I live by a few rules. One of which is “don’t regret anything you do”.

But I can regret not doing things. Of course, everyone is wise in hindsight and can say “if only I had backed Jeremy Corbyn to be Labour leader when he was 200-1”.

For the purposes of this post, I am only discussing those bets that I strongly considered placing – and didn’t. Occasionally a lack of confidence in my instinct, normally because the odds had shortened since I first considered it.

1. Not backing a hung parliament. Shortly before the Corbyn-surge, I realised how bad May’s campaign was, and checked the odds for a hung parliament. 14-1. I then went out, got rather drunk, and didn’t check the odds for a couple of days, by which point it was closer to 7-1 and I deemed it bad value.
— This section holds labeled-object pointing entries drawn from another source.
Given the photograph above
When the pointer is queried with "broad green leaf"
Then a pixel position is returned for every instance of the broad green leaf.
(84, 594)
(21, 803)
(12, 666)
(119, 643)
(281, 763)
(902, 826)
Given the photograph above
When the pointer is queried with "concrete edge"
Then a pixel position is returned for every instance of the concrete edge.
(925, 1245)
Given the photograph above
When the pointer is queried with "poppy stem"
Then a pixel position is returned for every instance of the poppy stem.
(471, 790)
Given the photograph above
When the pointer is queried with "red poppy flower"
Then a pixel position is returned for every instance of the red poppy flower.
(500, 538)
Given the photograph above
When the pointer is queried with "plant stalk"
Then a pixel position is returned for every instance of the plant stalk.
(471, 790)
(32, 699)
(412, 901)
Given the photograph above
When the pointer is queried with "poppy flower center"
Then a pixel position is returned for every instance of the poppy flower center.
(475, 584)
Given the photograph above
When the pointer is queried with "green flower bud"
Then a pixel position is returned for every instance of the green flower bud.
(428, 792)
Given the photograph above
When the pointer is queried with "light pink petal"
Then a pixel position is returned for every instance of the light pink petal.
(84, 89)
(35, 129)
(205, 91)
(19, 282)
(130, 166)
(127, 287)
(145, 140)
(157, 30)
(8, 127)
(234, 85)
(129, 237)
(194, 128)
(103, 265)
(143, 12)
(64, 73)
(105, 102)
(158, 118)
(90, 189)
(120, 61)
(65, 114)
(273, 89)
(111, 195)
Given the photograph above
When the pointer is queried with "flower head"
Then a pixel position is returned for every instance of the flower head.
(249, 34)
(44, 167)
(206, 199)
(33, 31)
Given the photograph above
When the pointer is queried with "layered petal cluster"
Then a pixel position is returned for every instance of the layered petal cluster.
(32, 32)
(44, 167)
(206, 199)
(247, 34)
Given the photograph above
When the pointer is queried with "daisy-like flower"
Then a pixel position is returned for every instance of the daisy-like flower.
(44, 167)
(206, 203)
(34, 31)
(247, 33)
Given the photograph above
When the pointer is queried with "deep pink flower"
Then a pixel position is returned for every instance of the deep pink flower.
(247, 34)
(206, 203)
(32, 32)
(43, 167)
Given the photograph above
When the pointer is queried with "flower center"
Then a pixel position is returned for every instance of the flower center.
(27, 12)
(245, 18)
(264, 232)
2. Donald Trump. There were 3 times when I nearly backed him – when he was 25-1 early in his candidacy, when he was 9-1 after a badly-received primary, and then when he was 6-1 after a pussygate, or whatever it was.

3. Brexit. I always thought remain would win, but I said if the odds got to 5-1, then I would stick some money on it – as it would be good value in a tight two-horse race. And on the last day, I saw odds of 6-1 – I was tempted but so convinced my preferred side would win.

4. Emmanuel Macron. This is one that I truly did pick up way before anyone else – way before any bookie, in fact. You could only get odds at Betfair Exchange – 22-1, if I recall correctly, and I chose to wait until other bookmakers offered odds as I didn’t have an account there. And then when he was around 12-1, I chose to wait until his odds went back out to something like 22-1. They didn’t.

5. Vince Cable. He was 3-1 recently when Jo Swinson was favourite. I couldn’t understand why she was favourite. Then she didn’t run.

6. Jeremy Corbyn. I cannot claim to have even known who he was when he was 200-1 to be next Labour leader. But he was around 25-1 when I noticed that he had the momentum. He still couldn’t win though, surely.

The moral of the story is that I must take more notice of political momentum, trust my instinct, and allow it to overcome my political ‘sense’.

Thankfully, I remain in profit this year.